HI-TECH company Bookham Technology warned that there was "no doubt" it would be hit by the effects of the slowing US economy.

The company, which supplies fibre-optic chips to telecom giants such as Marconi and Nortel Networks, said sales would fall over the coming months as its customers put off purchases until later in the year.

It added the fibre-optics market was becoming "less predictable" and could not say when the situation would improve, though there were signs that demand could pick up in six months.

The comments came as the firm, based in Abingdon, reported revenues of £11.6m for the first quarter of the year, at the top end of City expectations.

Chairman Andrew Rickman said: "In absolute terms we are no different from any other company in the short term.

"I don't think there is any doubt we will see a downturn in sales. Looking forward, there is a high degree of uncertainty." The news saw shares fall more than six per cent in early trading on the London Stock Exchange before they recovered slightly to stand at 287, a fall of 12p or four per cent.

Mr Rickman said Bookham was well positioned to weather the storm and that the company would emerge with a strong order book.

The company made a pre-tax loss of £11.7m, against £6.1m in the same quarter last year. Research and development costs rose 16 per cent over the previous three months.

Bookham's losses included £1m for its voluntary redundancy programme. A total of 190 staff left the company's headquarters in Abingdon and a manufacturing base in Swindon. Mr Rickman said he did not envisage further job losses among the remaining 800 staff this year.

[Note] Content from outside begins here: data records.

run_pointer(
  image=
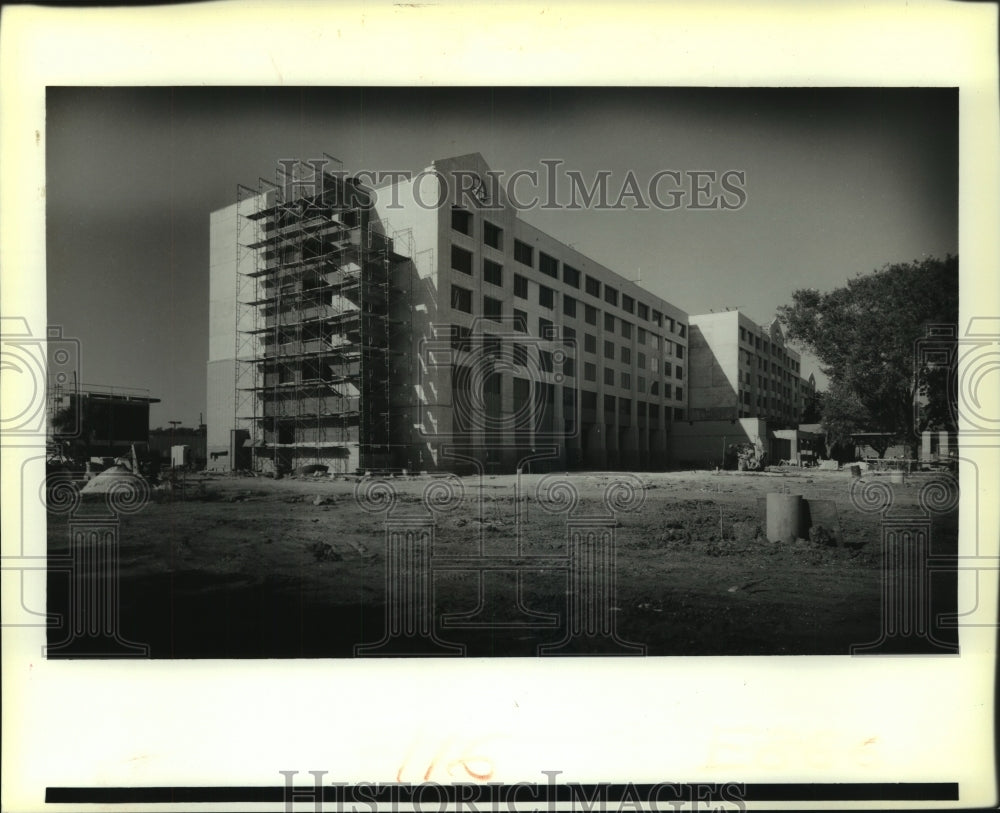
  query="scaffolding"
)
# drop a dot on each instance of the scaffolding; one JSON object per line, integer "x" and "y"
{"x": 315, "y": 279}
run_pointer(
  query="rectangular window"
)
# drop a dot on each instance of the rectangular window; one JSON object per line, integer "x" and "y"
{"x": 460, "y": 338}
{"x": 461, "y": 260}
{"x": 524, "y": 253}
{"x": 520, "y": 286}
{"x": 548, "y": 265}
{"x": 461, "y": 221}
{"x": 492, "y": 309}
{"x": 492, "y": 235}
{"x": 520, "y": 321}
{"x": 461, "y": 299}
{"x": 493, "y": 272}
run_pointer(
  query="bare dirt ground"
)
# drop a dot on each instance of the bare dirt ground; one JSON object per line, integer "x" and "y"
{"x": 226, "y": 567}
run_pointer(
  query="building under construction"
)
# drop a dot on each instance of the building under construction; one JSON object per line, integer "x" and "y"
{"x": 463, "y": 338}
{"x": 305, "y": 289}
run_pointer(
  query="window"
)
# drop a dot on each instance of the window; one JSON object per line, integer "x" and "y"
{"x": 492, "y": 309}
{"x": 461, "y": 299}
{"x": 520, "y": 321}
{"x": 492, "y": 235}
{"x": 461, "y": 221}
{"x": 461, "y": 260}
{"x": 520, "y": 286}
{"x": 524, "y": 253}
{"x": 493, "y": 272}
{"x": 548, "y": 265}
{"x": 460, "y": 338}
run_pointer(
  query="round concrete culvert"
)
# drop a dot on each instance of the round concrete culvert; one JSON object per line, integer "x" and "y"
{"x": 784, "y": 517}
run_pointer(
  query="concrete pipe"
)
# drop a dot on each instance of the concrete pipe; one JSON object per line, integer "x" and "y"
{"x": 784, "y": 517}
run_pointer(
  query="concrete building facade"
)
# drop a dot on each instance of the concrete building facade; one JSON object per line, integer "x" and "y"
{"x": 743, "y": 370}
{"x": 425, "y": 325}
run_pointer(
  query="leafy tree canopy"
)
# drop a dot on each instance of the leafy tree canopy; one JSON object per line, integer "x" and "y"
{"x": 865, "y": 336}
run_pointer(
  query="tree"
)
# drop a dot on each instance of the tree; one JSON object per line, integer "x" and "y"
{"x": 865, "y": 336}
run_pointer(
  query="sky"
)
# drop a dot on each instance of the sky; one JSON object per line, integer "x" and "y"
{"x": 837, "y": 182}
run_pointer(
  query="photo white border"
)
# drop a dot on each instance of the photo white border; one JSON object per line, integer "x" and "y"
{"x": 807, "y": 719}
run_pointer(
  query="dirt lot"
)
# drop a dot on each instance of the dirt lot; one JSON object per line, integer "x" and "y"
{"x": 254, "y": 567}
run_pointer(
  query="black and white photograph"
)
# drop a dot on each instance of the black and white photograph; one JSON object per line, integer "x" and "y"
{"x": 436, "y": 407}
{"x": 569, "y": 371}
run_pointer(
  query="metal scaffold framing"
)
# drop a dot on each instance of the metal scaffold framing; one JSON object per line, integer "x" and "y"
{"x": 313, "y": 344}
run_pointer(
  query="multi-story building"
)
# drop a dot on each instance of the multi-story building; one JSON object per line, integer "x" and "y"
{"x": 420, "y": 326}
{"x": 742, "y": 370}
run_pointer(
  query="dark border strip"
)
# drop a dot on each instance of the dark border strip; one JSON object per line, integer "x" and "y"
{"x": 432, "y": 793}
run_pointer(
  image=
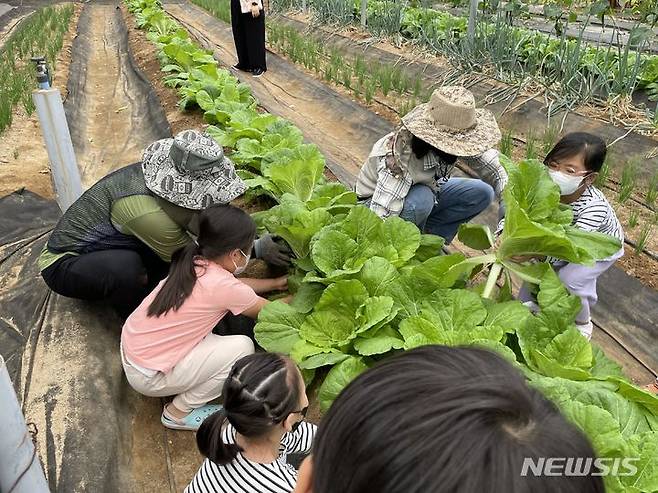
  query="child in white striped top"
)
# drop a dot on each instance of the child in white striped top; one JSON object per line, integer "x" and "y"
{"x": 247, "y": 443}
{"x": 574, "y": 163}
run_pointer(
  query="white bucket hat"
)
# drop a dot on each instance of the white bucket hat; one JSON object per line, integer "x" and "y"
{"x": 451, "y": 123}
{"x": 191, "y": 171}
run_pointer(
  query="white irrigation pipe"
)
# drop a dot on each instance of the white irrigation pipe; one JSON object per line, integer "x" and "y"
{"x": 472, "y": 15}
{"x": 20, "y": 470}
{"x": 63, "y": 165}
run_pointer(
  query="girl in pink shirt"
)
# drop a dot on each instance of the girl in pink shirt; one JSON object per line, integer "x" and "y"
{"x": 168, "y": 345}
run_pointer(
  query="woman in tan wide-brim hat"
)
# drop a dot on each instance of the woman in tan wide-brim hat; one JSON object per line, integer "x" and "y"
{"x": 409, "y": 171}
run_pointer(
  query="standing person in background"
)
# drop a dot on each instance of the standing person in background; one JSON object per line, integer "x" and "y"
{"x": 248, "y": 23}
{"x": 246, "y": 445}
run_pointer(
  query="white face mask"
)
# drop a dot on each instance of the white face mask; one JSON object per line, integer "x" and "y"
{"x": 240, "y": 270}
{"x": 568, "y": 184}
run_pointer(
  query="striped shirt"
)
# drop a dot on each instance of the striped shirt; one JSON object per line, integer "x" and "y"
{"x": 593, "y": 212}
{"x": 244, "y": 476}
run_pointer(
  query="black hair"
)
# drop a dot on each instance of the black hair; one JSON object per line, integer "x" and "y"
{"x": 444, "y": 419}
{"x": 222, "y": 228}
{"x": 591, "y": 147}
{"x": 261, "y": 391}
{"x": 420, "y": 148}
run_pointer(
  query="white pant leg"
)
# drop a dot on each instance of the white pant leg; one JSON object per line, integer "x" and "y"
{"x": 199, "y": 376}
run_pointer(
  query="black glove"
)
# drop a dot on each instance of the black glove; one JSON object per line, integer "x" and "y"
{"x": 272, "y": 252}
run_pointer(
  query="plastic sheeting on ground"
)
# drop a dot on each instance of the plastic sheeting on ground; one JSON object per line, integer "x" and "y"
{"x": 63, "y": 360}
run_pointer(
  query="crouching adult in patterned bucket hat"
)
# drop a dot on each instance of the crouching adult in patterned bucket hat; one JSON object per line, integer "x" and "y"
{"x": 409, "y": 171}
{"x": 116, "y": 241}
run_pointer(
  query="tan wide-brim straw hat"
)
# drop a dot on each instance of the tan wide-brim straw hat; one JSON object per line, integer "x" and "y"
{"x": 451, "y": 123}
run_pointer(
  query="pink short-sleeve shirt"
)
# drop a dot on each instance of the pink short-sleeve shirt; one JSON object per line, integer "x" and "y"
{"x": 159, "y": 343}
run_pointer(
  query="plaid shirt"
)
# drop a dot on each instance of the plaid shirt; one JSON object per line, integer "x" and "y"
{"x": 394, "y": 179}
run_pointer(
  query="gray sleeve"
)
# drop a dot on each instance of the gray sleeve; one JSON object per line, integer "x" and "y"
{"x": 489, "y": 169}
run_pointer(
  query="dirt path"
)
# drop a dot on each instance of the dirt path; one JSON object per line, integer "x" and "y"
{"x": 337, "y": 125}
{"x": 345, "y": 131}
{"x": 112, "y": 112}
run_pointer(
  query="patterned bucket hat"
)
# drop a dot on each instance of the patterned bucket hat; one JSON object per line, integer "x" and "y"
{"x": 191, "y": 171}
{"x": 451, "y": 123}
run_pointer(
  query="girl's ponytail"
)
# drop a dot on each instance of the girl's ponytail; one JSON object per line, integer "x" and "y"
{"x": 179, "y": 283}
{"x": 222, "y": 228}
{"x": 210, "y": 443}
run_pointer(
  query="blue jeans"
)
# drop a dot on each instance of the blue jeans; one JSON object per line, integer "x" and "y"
{"x": 460, "y": 200}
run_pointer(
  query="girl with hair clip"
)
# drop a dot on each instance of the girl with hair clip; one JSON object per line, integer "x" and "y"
{"x": 246, "y": 445}
{"x": 573, "y": 164}
{"x": 167, "y": 344}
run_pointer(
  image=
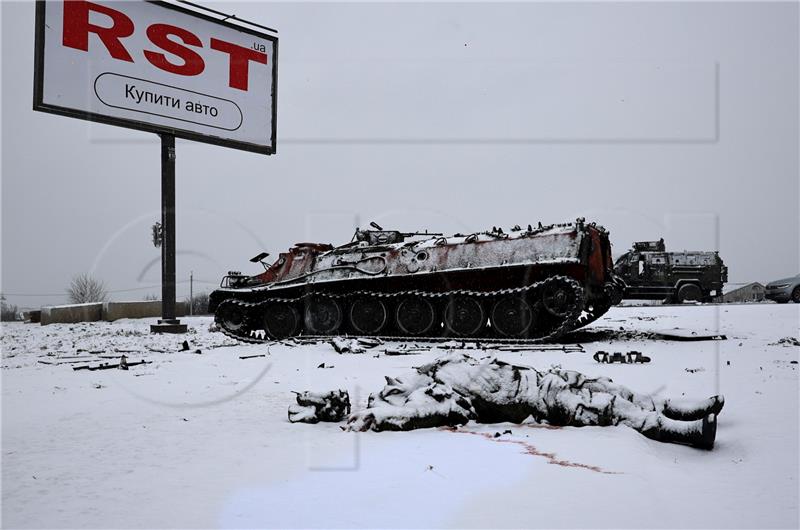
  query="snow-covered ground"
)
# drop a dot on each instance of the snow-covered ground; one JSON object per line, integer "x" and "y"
{"x": 202, "y": 440}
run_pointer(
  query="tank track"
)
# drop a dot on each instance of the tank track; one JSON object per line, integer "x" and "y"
{"x": 251, "y": 332}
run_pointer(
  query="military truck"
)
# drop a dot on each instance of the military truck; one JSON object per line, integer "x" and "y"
{"x": 650, "y": 272}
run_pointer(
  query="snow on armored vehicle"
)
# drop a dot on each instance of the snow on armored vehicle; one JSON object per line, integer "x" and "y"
{"x": 534, "y": 283}
{"x": 650, "y": 272}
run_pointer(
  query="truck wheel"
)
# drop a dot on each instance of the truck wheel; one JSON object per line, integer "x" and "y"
{"x": 689, "y": 292}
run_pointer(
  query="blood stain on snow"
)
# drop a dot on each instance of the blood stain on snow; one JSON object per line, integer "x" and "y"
{"x": 532, "y": 450}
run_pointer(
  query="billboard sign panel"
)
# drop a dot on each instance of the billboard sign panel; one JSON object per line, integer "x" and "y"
{"x": 157, "y": 67}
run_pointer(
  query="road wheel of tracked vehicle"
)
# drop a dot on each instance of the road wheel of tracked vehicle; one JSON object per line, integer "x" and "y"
{"x": 281, "y": 321}
{"x": 464, "y": 316}
{"x": 415, "y": 316}
{"x": 322, "y": 316}
{"x": 512, "y": 316}
{"x": 558, "y": 298}
{"x": 689, "y": 292}
{"x": 231, "y": 315}
{"x": 368, "y": 315}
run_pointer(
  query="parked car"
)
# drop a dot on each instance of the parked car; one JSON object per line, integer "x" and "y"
{"x": 784, "y": 290}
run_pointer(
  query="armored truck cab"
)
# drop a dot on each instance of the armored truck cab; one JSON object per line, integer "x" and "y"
{"x": 650, "y": 272}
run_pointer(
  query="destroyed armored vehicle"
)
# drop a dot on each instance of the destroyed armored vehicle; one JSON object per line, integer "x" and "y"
{"x": 534, "y": 283}
{"x": 650, "y": 272}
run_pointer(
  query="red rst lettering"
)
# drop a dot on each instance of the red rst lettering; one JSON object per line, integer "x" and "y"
{"x": 77, "y": 28}
{"x": 240, "y": 58}
{"x": 192, "y": 61}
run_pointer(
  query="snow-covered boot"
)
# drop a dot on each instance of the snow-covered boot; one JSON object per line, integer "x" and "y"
{"x": 695, "y": 410}
{"x": 698, "y": 433}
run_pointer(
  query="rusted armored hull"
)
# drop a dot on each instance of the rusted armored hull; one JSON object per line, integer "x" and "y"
{"x": 535, "y": 283}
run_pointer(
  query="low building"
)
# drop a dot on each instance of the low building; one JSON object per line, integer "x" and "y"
{"x": 752, "y": 292}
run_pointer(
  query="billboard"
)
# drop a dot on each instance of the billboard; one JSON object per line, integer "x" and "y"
{"x": 157, "y": 67}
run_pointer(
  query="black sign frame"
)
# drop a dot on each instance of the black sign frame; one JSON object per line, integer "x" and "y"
{"x": 41, "y": 106}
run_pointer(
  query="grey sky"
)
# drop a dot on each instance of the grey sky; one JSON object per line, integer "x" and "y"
{"x": 451, "y": 117}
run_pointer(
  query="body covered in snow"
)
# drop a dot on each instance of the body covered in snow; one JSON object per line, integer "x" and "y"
{"x": 458, "y": 388}
{"x": 527, "y": 283}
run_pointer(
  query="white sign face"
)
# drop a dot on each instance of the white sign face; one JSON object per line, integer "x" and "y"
{"x": 157, "y": 67}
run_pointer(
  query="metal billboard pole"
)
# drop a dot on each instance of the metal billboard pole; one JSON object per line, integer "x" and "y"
{"x": 168, "y": 323}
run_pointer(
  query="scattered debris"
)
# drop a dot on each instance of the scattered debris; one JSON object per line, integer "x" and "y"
{"x": 630, "y": 357}
{"x": 786, "y": 341}
{"x": 567, "y": 348}
{"x": 458, "y": 388}
{"x": 252, "y": 356}
{"x": 686, "y": 335}
{"x": 406, "y": 349}
{"x": 314, "y": 407}
{"x": 110, "y": 366}
{"x": 360, "y": 345}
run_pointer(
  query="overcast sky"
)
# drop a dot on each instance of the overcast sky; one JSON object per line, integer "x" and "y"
{"x": 654, "y": 119}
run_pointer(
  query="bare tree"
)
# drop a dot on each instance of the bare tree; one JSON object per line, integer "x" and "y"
{"x": 84, "y": 288}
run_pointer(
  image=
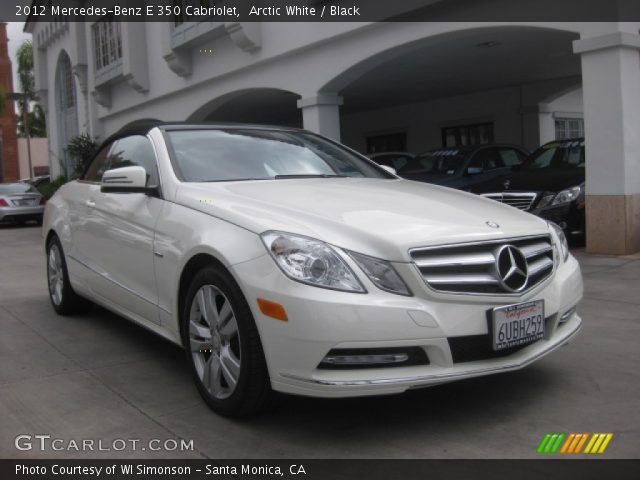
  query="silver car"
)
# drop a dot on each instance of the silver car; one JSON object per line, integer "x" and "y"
{"x": 20, "y": 202}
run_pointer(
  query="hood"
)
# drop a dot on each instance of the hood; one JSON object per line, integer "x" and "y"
{"x": 543, "y": 180}
{"x": 436, "y": 178}
{"x": 377, "y": 217}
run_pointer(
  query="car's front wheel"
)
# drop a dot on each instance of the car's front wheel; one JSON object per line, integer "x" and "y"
{"x": 64, "y": 299}
{"x": 223, "y": 345}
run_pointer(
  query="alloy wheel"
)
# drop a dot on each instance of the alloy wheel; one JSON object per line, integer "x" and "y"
{"x": 55, "y": 273}
{"x": 214, "y": 340}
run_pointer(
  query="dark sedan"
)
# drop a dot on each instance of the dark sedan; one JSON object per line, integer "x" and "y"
{"x": 463, "y": 167}
{"x": 549, "y": 184}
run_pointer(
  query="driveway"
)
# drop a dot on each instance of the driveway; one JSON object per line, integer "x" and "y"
{"x": 97, "y": 376}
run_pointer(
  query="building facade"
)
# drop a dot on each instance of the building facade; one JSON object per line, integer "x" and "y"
{"x": 9, "y": 170}
{"x": 374, "y": 86}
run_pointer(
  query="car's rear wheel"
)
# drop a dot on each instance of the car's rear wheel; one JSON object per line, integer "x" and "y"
{"x": 223, "y": 345}
{"x": 64, "y": 299}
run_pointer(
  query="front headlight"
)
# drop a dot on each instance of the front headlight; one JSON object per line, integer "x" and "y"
{"x": 381, "y": 273}
{"x": 564, "y": 245}
{"x": 567, "y": 196}
{"x": 311, "y": 261}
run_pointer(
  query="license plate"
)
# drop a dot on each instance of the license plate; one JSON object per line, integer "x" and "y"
{"x": 518, "y": 324}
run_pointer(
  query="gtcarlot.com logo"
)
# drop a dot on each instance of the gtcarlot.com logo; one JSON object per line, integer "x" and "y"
{"x": 574, "y": 443}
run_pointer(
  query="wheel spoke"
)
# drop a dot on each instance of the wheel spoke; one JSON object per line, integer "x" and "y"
{"x": 225, "y": 314}
{"x": 196, "y": 330}
{"x": 201, "y": 346}
{"x": 230, "y": 366}
{"x": 58, "y": 293}
{"x": 210, "y": 306}
{"x": 212, "y": 375}
{"x": 212, "y": 336}
{"x": 230, "y": 329}
{"x": 52, "y": 262}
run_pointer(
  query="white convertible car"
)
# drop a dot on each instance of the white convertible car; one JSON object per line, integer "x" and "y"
{"x": 283, "y": 261}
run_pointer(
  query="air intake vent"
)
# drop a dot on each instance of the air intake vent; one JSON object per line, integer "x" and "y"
{"x": 499, "y": 267}
{"x": 522, "y": 201}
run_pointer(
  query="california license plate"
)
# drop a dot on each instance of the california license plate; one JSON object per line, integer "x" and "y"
{"x": 519, "y": 324}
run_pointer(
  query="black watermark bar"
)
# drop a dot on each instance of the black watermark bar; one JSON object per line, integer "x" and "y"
{"x": 181, "y": 11}
{"x": 319, "y": 469}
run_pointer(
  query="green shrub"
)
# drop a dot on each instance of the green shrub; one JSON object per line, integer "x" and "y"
{"x": 81, "y": 149}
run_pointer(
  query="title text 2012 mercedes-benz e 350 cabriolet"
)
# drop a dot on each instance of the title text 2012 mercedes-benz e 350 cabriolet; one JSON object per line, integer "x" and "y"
{"x": 283, "y": 261}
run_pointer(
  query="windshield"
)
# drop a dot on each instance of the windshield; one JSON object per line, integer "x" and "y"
{"x": 13, "y": 188}
{"x": 438, "y": 161}
{"x": 252, "y": 154}
{"x": 557, "y": 155}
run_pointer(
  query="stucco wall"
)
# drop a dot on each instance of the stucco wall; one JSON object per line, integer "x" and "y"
{"x": 39, "y": 154}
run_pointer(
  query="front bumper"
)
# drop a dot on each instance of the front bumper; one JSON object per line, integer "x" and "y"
{"x": 322, "y": 320}
{"x": 21, "y": 213}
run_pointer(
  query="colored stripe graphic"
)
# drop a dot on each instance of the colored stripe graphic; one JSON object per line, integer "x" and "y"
{"x": 598, "y": 443}
{"x": 551, "y": 442}
{"x": 573, "y": 443}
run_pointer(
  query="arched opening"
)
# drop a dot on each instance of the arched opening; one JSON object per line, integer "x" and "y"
{"x": 261, "y": 105}
{"x": 476, "y": 85}
{"x": 66, "y": 110}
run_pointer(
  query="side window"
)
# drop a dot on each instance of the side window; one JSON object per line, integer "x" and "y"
{"x": 488, "y": 159}
{"x": 99, "y": 165}
{"x": 511, "y": 157}
{"x": 135, "y": 150}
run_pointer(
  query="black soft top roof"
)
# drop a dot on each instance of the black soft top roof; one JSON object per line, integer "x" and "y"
{"x": 143, "y": 127}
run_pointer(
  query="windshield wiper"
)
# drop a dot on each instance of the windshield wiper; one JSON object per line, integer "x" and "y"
{"x": 308, "y": 175}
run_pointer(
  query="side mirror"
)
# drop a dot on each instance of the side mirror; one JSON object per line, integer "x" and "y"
{"x": 389, "y": 169}
{"x": 474, "y": 170}
{"x": 126, "y": 180}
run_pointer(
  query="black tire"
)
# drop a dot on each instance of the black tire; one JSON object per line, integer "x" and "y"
{"x": 252, "y": 392}
{"x": 70, "y": 302}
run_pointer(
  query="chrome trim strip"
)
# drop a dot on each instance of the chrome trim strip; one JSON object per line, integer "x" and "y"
{"x": 439, "y": 376}
{"x": 545, "y": 236}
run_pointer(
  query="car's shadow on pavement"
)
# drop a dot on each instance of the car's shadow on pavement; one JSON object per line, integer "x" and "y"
{"x": 465, "y": 405}
{"x": 12, "y": 226}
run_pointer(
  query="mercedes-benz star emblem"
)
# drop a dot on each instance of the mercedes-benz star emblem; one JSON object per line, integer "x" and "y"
{"x": 511, "y": 266}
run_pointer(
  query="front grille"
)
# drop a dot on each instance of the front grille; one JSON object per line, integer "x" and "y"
{"x": 522, "y": 201}
{"x": 473, "y": 267}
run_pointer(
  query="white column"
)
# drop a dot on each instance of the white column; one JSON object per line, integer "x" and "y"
{"x": 321, "y": 114}
{"x": 611, "y": 83}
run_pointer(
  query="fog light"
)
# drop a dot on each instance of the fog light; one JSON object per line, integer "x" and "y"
{"x": 365, "y": 359}
{"x": 353, "y": 358}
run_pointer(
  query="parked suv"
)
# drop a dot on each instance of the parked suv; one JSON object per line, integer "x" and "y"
{"x": 463, "y": 167}
{"x": 549, "y": 184}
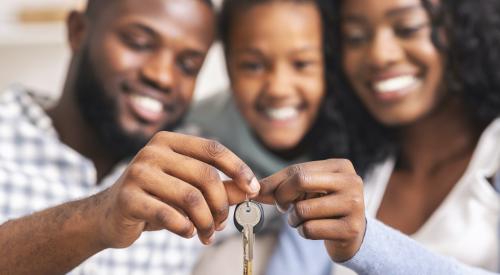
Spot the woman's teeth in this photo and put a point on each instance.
(147, 103)
(395, 84)
(284, 113)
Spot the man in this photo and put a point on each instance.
(132, 74)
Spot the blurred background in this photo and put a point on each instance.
(34, 53)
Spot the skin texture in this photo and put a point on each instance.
(392, 41)
(326, 198)
(277, 62)
(152, 194)
(435, 130)
(133, 48)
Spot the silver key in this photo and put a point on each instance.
(248, 218)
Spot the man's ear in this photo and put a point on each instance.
(76, 24)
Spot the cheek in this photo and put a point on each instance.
(350, 64)
(245, 91)
(314, 91)
(114, 58)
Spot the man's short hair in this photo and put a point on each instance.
(95, 5)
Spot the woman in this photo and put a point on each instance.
(418, 85)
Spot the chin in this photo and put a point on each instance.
(279, 145)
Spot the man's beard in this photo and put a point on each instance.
(100, 111)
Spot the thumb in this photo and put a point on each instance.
(236, 195)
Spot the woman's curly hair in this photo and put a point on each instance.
(472, 55)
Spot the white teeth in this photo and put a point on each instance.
(147, 103)
(395, 84)
(284, 113)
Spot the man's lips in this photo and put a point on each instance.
(147, 108)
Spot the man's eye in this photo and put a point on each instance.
(303, 64)
(189, 67)
(139, 44)
(251, 66)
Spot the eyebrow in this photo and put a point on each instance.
(399, 11)
(391, 13)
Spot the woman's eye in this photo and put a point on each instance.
(410, 31)
(302, 64)
(354, 40)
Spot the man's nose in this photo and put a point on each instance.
(159, 70)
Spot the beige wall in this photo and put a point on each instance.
(37, 55)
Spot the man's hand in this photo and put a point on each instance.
(173, 184)
(326, 201)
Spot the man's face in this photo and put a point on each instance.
(137, 67)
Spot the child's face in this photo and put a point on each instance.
(390, 60)
(275, 63)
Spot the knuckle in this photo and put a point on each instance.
(186, 229)
(214, 148)
(294, 170)
(209, 174)
(136, 171)
(301, 179)
(302, 210)
(345, 165)
(193, 199)
(221, 212)
(244, 171)
(162, 217)
(308, 230)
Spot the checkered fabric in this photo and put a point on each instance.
(37, 171)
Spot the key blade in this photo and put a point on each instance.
(250, 239)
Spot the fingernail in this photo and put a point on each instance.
(195, 232)
(221, 226)
(300, 229)
(254, 185)
(211, 240)
(281, 209)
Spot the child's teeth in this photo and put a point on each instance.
(282, 113)
(395, 84)
(147, 103)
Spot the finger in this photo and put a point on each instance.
(271, 183)
(204, 177)
(338, 230)
(181, 195)
(236, 195)
(299, 184)
(160, 215)
(215, 154)
(326, 207)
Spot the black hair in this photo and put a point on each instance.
(229, 11)
(93, 6)
(231, 8)
(472, 72)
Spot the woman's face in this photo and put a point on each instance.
(390, 60)
(275, 63)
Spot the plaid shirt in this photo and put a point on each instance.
(38, 171)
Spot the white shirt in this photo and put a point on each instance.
(465, 225)
(38, 171)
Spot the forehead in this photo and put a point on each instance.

"We feel the current situation could be to our advantage," he said. "We have a new generation of products and those likely to suffer the most are the larger firms who have far older products."

Strong demand for Bookham's latest products, which manage wavelengths in fibre optic cables, helped boost revenues over the first quarter to April 1.

The £11.6m figure was £100,000 above the previous quarter but 362 per cent up from the comparable period last year.